Triplet Representation for 2D Human Body Understanding

Triplet Representation for 2D Human Body Understanding

2020, Jan 10    

This post gives a brief introduction to the paper: TRB: A Novel Triplet Representation for Understanding 2D Human Body. The dataset used in this paper is released.

A comprehensive 2D human body representation should capture both human pose and shape information. Such representation is promising for applications beyond plain keypoint localization, such as media generation and editing. Before the booming of deep learning, people establish a model and fit it to images for applications like pose estimation.

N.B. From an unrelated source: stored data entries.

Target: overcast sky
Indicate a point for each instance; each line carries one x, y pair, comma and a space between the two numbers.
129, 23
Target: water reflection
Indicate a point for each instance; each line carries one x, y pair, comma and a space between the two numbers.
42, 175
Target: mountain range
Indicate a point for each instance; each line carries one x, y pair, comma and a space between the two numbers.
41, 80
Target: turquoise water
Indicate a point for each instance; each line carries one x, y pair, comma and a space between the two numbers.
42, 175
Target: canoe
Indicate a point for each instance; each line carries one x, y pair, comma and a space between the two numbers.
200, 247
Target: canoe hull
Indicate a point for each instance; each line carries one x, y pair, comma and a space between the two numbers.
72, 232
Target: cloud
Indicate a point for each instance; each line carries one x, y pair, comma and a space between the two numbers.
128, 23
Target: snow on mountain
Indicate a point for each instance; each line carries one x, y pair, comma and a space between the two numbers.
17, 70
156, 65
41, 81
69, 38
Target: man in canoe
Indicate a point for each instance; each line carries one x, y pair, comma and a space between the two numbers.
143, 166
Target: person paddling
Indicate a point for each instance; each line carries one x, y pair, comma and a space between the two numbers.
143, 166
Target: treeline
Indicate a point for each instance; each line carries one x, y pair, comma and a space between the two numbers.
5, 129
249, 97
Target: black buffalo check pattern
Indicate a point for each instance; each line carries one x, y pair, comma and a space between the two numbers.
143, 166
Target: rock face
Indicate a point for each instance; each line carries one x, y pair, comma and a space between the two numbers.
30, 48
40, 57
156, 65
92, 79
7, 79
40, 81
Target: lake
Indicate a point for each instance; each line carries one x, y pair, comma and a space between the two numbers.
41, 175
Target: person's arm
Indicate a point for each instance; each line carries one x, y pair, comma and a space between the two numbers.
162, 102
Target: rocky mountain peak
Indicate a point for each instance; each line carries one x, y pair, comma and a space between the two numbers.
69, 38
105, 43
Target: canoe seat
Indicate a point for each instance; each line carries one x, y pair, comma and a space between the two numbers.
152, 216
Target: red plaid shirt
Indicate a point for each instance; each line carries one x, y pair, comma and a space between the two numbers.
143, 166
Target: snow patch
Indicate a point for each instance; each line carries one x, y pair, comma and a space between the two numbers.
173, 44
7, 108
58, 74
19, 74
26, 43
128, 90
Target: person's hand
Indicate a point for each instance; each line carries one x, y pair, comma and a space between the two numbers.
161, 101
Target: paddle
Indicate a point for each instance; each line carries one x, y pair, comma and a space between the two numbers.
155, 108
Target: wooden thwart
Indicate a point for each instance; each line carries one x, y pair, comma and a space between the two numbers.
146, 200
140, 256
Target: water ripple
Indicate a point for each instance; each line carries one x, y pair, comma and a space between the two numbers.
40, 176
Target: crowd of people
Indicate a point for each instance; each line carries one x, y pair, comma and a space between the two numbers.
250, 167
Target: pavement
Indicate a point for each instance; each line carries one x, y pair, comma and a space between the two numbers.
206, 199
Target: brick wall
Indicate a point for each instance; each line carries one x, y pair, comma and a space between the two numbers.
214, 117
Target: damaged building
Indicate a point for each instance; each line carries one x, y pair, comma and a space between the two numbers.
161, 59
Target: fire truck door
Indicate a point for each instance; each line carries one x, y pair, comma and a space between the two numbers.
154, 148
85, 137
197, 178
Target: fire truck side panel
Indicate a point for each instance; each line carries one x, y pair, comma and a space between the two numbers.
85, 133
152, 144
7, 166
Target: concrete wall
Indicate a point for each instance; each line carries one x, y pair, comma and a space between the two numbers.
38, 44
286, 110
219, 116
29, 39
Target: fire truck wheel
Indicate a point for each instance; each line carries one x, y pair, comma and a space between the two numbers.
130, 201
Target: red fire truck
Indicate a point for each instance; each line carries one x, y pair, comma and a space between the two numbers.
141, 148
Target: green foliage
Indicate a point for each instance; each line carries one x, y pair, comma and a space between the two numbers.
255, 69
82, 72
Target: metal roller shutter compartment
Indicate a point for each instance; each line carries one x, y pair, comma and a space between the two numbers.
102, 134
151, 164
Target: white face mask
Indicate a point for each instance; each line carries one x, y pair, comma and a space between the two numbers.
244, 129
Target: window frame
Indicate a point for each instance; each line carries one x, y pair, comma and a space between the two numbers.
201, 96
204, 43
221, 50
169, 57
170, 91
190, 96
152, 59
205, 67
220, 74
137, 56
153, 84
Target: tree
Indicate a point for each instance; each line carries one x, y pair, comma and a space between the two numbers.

In those models, pictorial structure[1] use articulated rigid rectangles to represent human, while deformable structure[2] and contour people[3] add more parameters to describe human shape. In deep learning era, skeleton-keypoint is the mostly used representation for 2D human. However, it focuses on human pose and ignores human shape.

Due to the incompleteness of skeleton-keypoint. We proposed the Triplet Representation of human Body (TRB), which incorporates both 2D pose and shape, while as simple as skeleton keypoints. TRB is extended from skeleton keypoints, by adding two contour points for each skeleton point. Those contour points locate on both sides of human contour. Based on this definition, we annotate contour points on three popular pose estimation dataset: MPII[4], LSP[5] and COCO[6], extending them into TRB dataset. Some samples are displayed in the image below (Blue points denote medial contour points, green points denote lateral ones). Currently, annotations in MPII-trb is released.

We first try current pose estimation approaches on TRB estimation task, and mainly have two observations. First, contour keypoint is harder to estimate than skeleton keypoint. Second, estimating TRB leads to similar of inferior performance of skeleton keypoints, despite the richer supervision used. Thus we developed TRB-Net, a two branch network for TRB estimation. Various backbones can be used in TRB-Net, indicated by MS Block here. We developed various message passing modules, denoted by MP Block, to exchange information between 2 branches.

We designed three message passing modules, named X-structure, Directional Convolution and Pairwise Mapping. The X-structure is the most naïve one. It concatenates current branch feature and transformed remote branch feature to predict the refined heatmap. Directional convolution further improves X-structure. It updates feature in inside-out or outside-in order during one pass convolution. By doing so, it simulates gathering from contour to skeleton and scattering from skeleton to contour, makes feature transformation more efficient. In pairwise mapping, for each pair of keypoints, the warping between them is estimated. A consistency loss is added on the predicted heatmap and warping. These predictions will then be ensemble to give out a better prediction of TRB.

For TRB estimation, TRB-Net improves accuracy by nearly 2% comparing to the baseline, since it improves message passing between skeleton branch and contour branch. For skeleton keypoint estimation, TRB-Net also out-performs its baseline, and competitive to state-of-the-art methods on MPII and LSP. On COCO dataset, using TRB annotation and TRB-Net, similar accuracy can be obtained with only half amount of data, demonstrates the data efficiency of TRB.

TRB has rich potential in applications. In below example, we use a vunet[7] for TRB conditioned human image generation, which can disentangle human appearance and shape and then combine them again arbitarily. We manipulate contour points to change human shape of shoulder, torso and legs in these three demos respectively. This approach can be potentially used in human shape editing.

References

[1] Pedro F Felzenszwalb and Daniel P Huttenlocher. Pictorial structures for object recognition. International journal of computer vision, 61(1):55–79, 2005

[2] Silvia Zuffi, Oren Freifeld, and Michael J Black. From pictorial structures to deformable structures. In 2012 IEEE Conference on Computer Vision and Pattern Recognition, pages 3546–3553. IEEE, 2012

[3] Freifeld, O., Weiss, A., Zuffi, S., & Black, M. J. (2010, June). Contour people: A parameterized model of 2D articulated human shape. In 2010 IEEE Computer Society Conference on Computer Vision and Pattern Recognition (pp. 639-646). IEEE.

[4] Mykhaylo Andriluka, Leonid Pishchulin, Peter Gehler, and Bernt Schiele. 2d human pose estimation: New benchmark and state of the art analysis. In Proceedings of the IEEE Conference on computer Vision and Pattern Recognition, pages 3686–3693, 2014.

[5] Sam Johnson and Mark Everingham. Clustered pose and nonlinear appearance models for human pose estimation. 2010.

[6] Tsung-Yi Lin, Michael Maire, Serge Belongie, James Hays, Pietro Perona, Deva Ramanan, Piotr Dollar, and C Lawrence ´ Zitnick. Microsoft coco: Common objects in context. In European conference on computer vision, pages 740–755. Springer, 2014.

[7] Patrick Esser, Ekaterina Sutter, and Bjorn Ommer. A variational u-net for conditional appearance and shape generation. In Proceedings of the IEEE Conference on Computer Vision and Pattern Recognition, pages 8857–8866, 2018.